This is a project for creating music recommender.
I use an extraction from Million Song Dataset or you can try Million Song Subset which is smaller. (Contains ≈ 37% of songs from train)
MSD provides following features (aggregated in generate_data_from_msd.py
)
An index file:
song_id | artist | title |
---|---|---|
SOPIFJT12A81C221AC | Bob Marley & The Wailers | Three Little Birds |
And a feature-file which contains audio features that are 25 in total:
- 12 timbre features
- 12 chroma components
- max loudness value
for every segment of the track.
So every song has a numpy vector associated to it of shape (num_segmets, 25)
I use user playcounts from MSD Challenge.
- Train — Taste profile triples (user, song, count)
- Test — Visible and hidden parts from test files of EvalDataYear1. Visible is the query for user and hidden is the test.

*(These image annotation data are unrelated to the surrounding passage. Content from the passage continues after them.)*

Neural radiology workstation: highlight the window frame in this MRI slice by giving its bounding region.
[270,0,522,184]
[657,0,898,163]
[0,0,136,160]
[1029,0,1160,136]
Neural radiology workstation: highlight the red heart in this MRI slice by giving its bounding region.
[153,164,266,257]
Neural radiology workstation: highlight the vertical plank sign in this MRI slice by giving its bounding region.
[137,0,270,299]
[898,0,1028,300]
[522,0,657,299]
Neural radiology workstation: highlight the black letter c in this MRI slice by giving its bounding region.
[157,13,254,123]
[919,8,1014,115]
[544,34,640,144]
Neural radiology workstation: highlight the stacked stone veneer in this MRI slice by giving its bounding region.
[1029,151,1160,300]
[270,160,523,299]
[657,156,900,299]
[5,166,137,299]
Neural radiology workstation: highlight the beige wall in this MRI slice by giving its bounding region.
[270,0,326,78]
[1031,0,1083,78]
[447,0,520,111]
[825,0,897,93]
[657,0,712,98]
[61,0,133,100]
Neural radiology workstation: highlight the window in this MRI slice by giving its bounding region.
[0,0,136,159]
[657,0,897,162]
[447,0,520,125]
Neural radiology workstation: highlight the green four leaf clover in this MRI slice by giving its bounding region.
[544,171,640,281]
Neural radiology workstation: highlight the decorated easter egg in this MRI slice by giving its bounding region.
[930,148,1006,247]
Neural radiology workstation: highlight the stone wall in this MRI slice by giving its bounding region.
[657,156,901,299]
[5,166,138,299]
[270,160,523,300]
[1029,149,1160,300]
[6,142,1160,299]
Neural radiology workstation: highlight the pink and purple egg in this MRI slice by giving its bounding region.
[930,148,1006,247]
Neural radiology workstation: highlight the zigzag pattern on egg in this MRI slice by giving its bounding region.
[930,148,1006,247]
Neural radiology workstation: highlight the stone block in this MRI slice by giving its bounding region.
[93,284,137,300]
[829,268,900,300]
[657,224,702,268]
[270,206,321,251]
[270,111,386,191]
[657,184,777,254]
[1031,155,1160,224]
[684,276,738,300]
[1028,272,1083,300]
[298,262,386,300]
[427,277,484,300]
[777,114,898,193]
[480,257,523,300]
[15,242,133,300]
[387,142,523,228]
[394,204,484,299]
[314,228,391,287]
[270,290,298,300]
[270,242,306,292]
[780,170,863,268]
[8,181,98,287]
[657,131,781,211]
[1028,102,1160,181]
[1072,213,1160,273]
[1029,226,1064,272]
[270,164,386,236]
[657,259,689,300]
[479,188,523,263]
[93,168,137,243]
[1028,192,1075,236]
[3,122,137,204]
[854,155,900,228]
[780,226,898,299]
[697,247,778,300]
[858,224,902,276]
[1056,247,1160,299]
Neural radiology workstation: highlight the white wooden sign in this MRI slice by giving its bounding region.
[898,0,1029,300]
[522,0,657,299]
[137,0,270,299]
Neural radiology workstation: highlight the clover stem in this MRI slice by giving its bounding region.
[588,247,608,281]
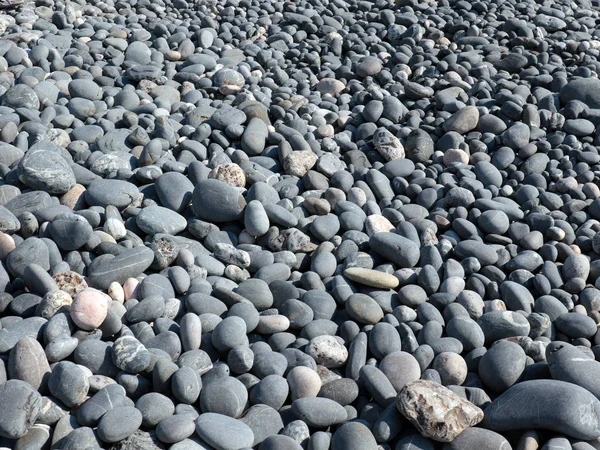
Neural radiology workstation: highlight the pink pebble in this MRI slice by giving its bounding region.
[71,288,112,331]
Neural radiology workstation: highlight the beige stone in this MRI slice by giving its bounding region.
[396,380,483,442]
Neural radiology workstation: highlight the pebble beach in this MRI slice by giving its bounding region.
[0,0,600,450]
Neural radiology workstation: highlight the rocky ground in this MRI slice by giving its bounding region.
[0,0,600,450]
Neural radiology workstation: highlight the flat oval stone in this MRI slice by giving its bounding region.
[479,340,527,392]
[442,427,512,450]
[7,336,51,390]
[196,413,254,450]
[97,406,142,444]
[88,246,154,289]
[483,380,600,441]
[48,361,90,408]
[396,380,483,442]
[546,342,600,397]
[0,380,42,439]
[112,336,152,374]
[331,422,378,450]
[18,149,76,194]
[85,178,140,209]
[192,180,246,222]
[292,397,348,428]
[369,233,421,268]
[344,267,400,289]
[77,383,126,427]
[345,294,383,325]
[135,206,187,235]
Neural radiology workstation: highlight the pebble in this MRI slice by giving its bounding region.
[0,380,42,439]
[70,288,112,330]
[396,380,484,442]
[0,0,600,450]
[483,380,600,440]
[344,267,400,289]
[195,412,254,450]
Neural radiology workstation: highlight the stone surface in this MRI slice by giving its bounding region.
[396,380,483,442]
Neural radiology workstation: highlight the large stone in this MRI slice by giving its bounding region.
[483,380,600,441]
[396,380,483,442]
[0,380,42,439]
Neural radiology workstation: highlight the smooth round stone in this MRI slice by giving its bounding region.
[258,435,302,450]
[0,380,42,439]
[477,210,510,235]
[554,312,598,339]
[200,377,248,417]
[432,352,468,386]
[477,311,531,343]
[305,335,348,369]
[287,366,321,401]
[85,179,139,209]
[244,200,270,236]
[211,316,248,352]
[88,245,154,289]
[154,172,194,212]
[70,288,112,330]
[482,380,600,441]
[331,422,378,450]
[112,335,152,374]
[454,240,498,267]
[396,433,434,450]
[292,397,348,428]
[345,294,383,325]
[17,148,76,194]
[195,413,254,450]
[192,180,246,222]
[250,374,289,410]
[479,340,527,392]
[179,313,202,351]
[7,336,51,391]
[48,361,90,408]
[135,392,175,428]
[69,79,102,100]
[379,351,421,392]
[135,206,187,235]
[171,367,202,405]
[446,316,485,352]
[443,427,512,450]
[369,322,402,359]
[96,406,142,444]
[319,378,359,406]
[344,267,400,289]
[546,342,600,397]
[0,206,21,234]
[239,405,283,445]
[77,383,126,427]
[369,233,421,268]
[156,414,196,444]
[235,278,273,311]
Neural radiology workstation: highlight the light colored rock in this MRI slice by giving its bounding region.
[71,288,112,330]
[208,163,246,187]
[0,232,16,261]
[287,366,321,401]
[396,380,483,442]
[52,271,88,297]
[60,184,85,210]
[365,214,395,237]
[283,150,319,178]
[38,291,73,320]
[373,128,405,161]
[108,281,125,304]
[344,267,400,289]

Corresponds to private part on Kaggle.
Competition used MAP@500, you can match yourself with the leaderboard if you use it.
Example:
user | song | plays |
---|---|---|
00007a02388c208ea7176479f6ae06f8224355b3 | SOAITVD12A6D4F824B | 3 |
MSD is very hard to handle because of large size (500GB) and lack of maintenance so today it is only available via AWS snapshot which requires money to download.
I don't need all the data so I got only some of the features that I needed.
I also deleted songs that were mismatched so everything is nice and clean.
You can download my version of files here:
- Million Song Subset - 1MB
- Million Song Dataset - 140MB
- Ratings - 490MB
May be someone will find this useful.